In industrial environments, there are challenges related to both the assessment and control of indoor air quality (IAQ), particularly in areas where no industrial or manufacturing activities take place, and exposure to chemical agents and the control of industrial emissions. Unlike urban air quality, in work environments, personnel spend a large part of their day in closed environments, where it is necessary to have adequate control measures in place to ensure the comfort, well-being, and health and safety of individuals. Some of the main pollutants with the greatest impact on indoor air quality include particulate matter (inhalable and respirable fractions), volatile organic compounds (VOCs), gases such as CO and CO2, and radon gas. In industrial environments, chemical agents such as benzene and formaldehyde, respirable crystalline silica dust, and diesel fumes stand out, all of which are characterized by their potential carcinogenic effect.

Sources of pollution in industry and their impact on air quality

Sources of pollution in industry are diverse and depend largely on the activity being carried out. Among the most relevant are, for example, the combustion of fossil fuels—common in boilers and industrial engines—or metallurgical processes such as welding and cutting, which generate ultrafine particles, metal fumes, and particulate matter in fractions relevant to health. The use of solvents and paints, with high VOC emissions, in all types of industries is also a source of pollution. If not properly controlled, these processes generate cumulative exposure that can affect both workers and the natural environment.

Beyond health, unintentional emissions can have an impact in other areas. Environmentally, they can contribute to the disruption of ecosystems and the loss of biodiversity, as well as playing a role in global phenomena such as climate change. At the same time, industrial equipment and infrastructure are also affected, as certain pollutants accelerate corrosion or wear processes that reduce the useful life of critical assets.

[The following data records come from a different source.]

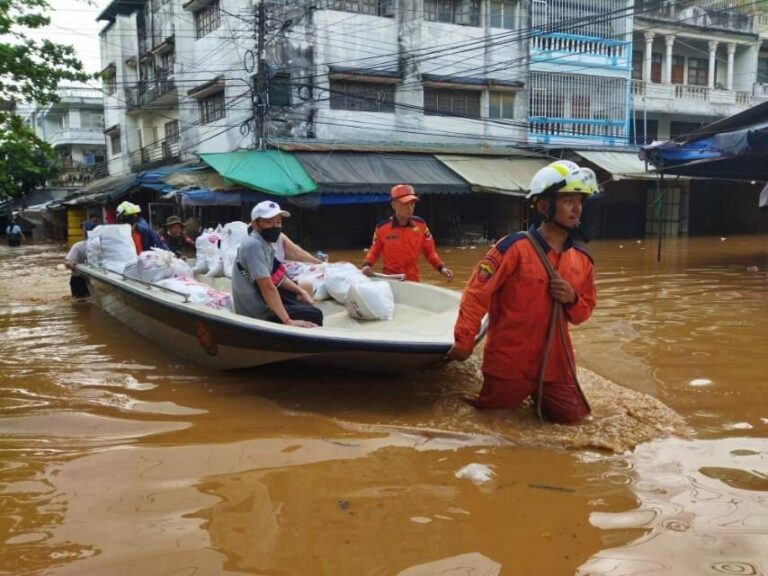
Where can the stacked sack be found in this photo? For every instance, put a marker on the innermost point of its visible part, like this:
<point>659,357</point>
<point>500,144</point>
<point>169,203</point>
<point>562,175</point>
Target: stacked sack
<point>363,298</point>
<point>110,246</point>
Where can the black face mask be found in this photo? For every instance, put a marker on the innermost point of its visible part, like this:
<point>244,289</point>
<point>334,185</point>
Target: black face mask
<point>270,234</point>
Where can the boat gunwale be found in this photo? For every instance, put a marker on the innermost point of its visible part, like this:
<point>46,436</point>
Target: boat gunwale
<point>287,334</point>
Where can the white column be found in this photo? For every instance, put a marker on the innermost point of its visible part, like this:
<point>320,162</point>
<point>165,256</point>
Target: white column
<point>711,71</point>
<point>647,56</point>
<point>670,42</point>
<point>729,73</point>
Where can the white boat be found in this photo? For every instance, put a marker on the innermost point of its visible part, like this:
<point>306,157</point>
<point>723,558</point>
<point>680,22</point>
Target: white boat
<point>420,333</point>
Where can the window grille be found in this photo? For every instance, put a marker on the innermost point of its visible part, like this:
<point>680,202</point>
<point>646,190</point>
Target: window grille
<point>501,105</point>
<point>211,108</point>
<point>578,105</point>
<point>447,102</point>
<point>362,96</point>
<point>207,19</point>
<point>503,14</point>
<point>114,143</point>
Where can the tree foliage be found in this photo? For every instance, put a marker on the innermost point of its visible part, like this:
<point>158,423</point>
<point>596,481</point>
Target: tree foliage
<point>30,71</point>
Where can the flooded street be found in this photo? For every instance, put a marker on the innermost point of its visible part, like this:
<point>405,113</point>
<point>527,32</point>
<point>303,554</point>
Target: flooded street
<point>119,458</point>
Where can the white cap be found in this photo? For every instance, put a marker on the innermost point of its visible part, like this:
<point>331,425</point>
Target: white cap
<point>268,209</point>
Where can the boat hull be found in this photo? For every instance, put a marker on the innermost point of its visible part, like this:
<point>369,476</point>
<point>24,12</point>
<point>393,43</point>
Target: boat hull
<point>226,341</point>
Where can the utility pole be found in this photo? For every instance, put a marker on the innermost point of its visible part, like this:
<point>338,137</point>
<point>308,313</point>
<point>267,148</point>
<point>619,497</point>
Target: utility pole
<point>261,77</point>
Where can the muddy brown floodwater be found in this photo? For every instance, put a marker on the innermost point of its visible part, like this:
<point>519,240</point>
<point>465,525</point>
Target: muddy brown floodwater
<point>119,458</point>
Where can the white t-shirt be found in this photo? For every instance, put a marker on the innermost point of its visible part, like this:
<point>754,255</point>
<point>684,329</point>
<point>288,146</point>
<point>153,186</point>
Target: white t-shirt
<point>279,247</point>
<point>77,254</point>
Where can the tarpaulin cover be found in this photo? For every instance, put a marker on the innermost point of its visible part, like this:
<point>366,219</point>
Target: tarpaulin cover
<point>735,148</point>
<point>376,173</point>
<point>510,176</point>
<point>270,171</point>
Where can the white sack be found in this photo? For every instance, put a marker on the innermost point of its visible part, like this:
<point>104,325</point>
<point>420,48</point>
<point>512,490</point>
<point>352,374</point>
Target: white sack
<point>156,264</point>
<point>339,276</point>
<point>199,292</point>
<point>206,249</point>
<point>371,301</point>
<point>110,246</point>
<point>232,236</point>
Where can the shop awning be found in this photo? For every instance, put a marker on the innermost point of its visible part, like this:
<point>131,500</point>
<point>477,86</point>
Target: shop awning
<point>620,165</point>
<point>270,171</point>
<point>104,191</point>
<point>376,173</point>
<point>509,176</point>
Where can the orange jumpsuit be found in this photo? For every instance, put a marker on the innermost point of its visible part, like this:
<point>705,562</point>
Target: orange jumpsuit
<point>511,284</point>
<point>400,246</point>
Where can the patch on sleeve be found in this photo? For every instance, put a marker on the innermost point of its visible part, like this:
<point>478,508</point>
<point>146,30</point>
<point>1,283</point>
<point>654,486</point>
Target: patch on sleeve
<point>486,269</point>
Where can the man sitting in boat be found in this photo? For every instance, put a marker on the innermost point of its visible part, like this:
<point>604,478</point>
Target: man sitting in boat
<point>144,238</point>
<point>401,237</point>
<point>173,235</point>
<point>260,287</point>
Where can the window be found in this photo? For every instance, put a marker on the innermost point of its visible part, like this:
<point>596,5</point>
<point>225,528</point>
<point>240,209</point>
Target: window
<point>463,12</point>
<point>372,7</point>
<point>643,131</point>
<point>677,129</point>
<point>501,105</point>
<point>445,102</point>
<point>362,96</point>
<point>171,131</point>
<point>503,14</point>
<point>762,71</point>
<point>579,106</point>
<point>698,71</point>
<point>207,19</point>
<point>109,80</point>
<point>279,90</point>
<point>678,70</point>
<point>637,65</point>
<point>211,107</point>
<point>656,67</point>
<point>114,143</point>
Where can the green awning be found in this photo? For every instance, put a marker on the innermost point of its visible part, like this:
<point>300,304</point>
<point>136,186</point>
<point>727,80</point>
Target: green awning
<point>269,171</point>
<point>509,176</point>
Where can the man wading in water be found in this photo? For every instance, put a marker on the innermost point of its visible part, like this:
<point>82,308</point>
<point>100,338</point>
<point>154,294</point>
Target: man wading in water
<point>532,284</point>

All of this translates into an economic impact that is not limited to possible repairs or unplanned downtime, but also affects productivity and the costs associated with sick leave. Therefore, taking a comprehensive approach to industrial air quality is not only a commitment to health and the environment, but also a strategy for competitiveness and efficiency for organizations.

Solutions to mitigate air pollution in industry

Effective management of air quality and exposure to chemical agents in industrial environments requires a comprehensive approach that combines technological innovation, good operating practices, and preventive maintenance. The most notable strategies include dust and fume collection systems to reduce airborne particles in critical areas, filtration and purification technologies adapted to each type of pollutant and process flow, as well as process optimization and the replacement of materials with less polluting alternatives. Likewise, preventive maintenance and control at the source are essential to ensure efficient equipment operation and minimize risks associated with environmental exposure.

That is why the trend is towards integrated solutions that not only measure, but also predict exposure scenarios and optimize environmental management proactively. ITENE is working along these lines, developing tools that incorporate advanced sensors, data analytics, and artificial intelligence to transform monitoring into a competitive advantage.

Ultimately, indoor air quality and the control of exposure to chemical agents in industrial environments is not just a matter of regulatory compliance: it is a decisive factor in protecting workers’ health, preserving the environment, and ensuring the competitiveness of companies. Measuring, understanding, and acting on the risks associated with pollution in production environments requires a combination of technological innovation, responsible management, and a commitment to sustainability.

New technological tools such as advanced monitoring, promoted by technology centers such as ITENE, represent an essential step towards safer, more resilient, and more sustainable industrial environments.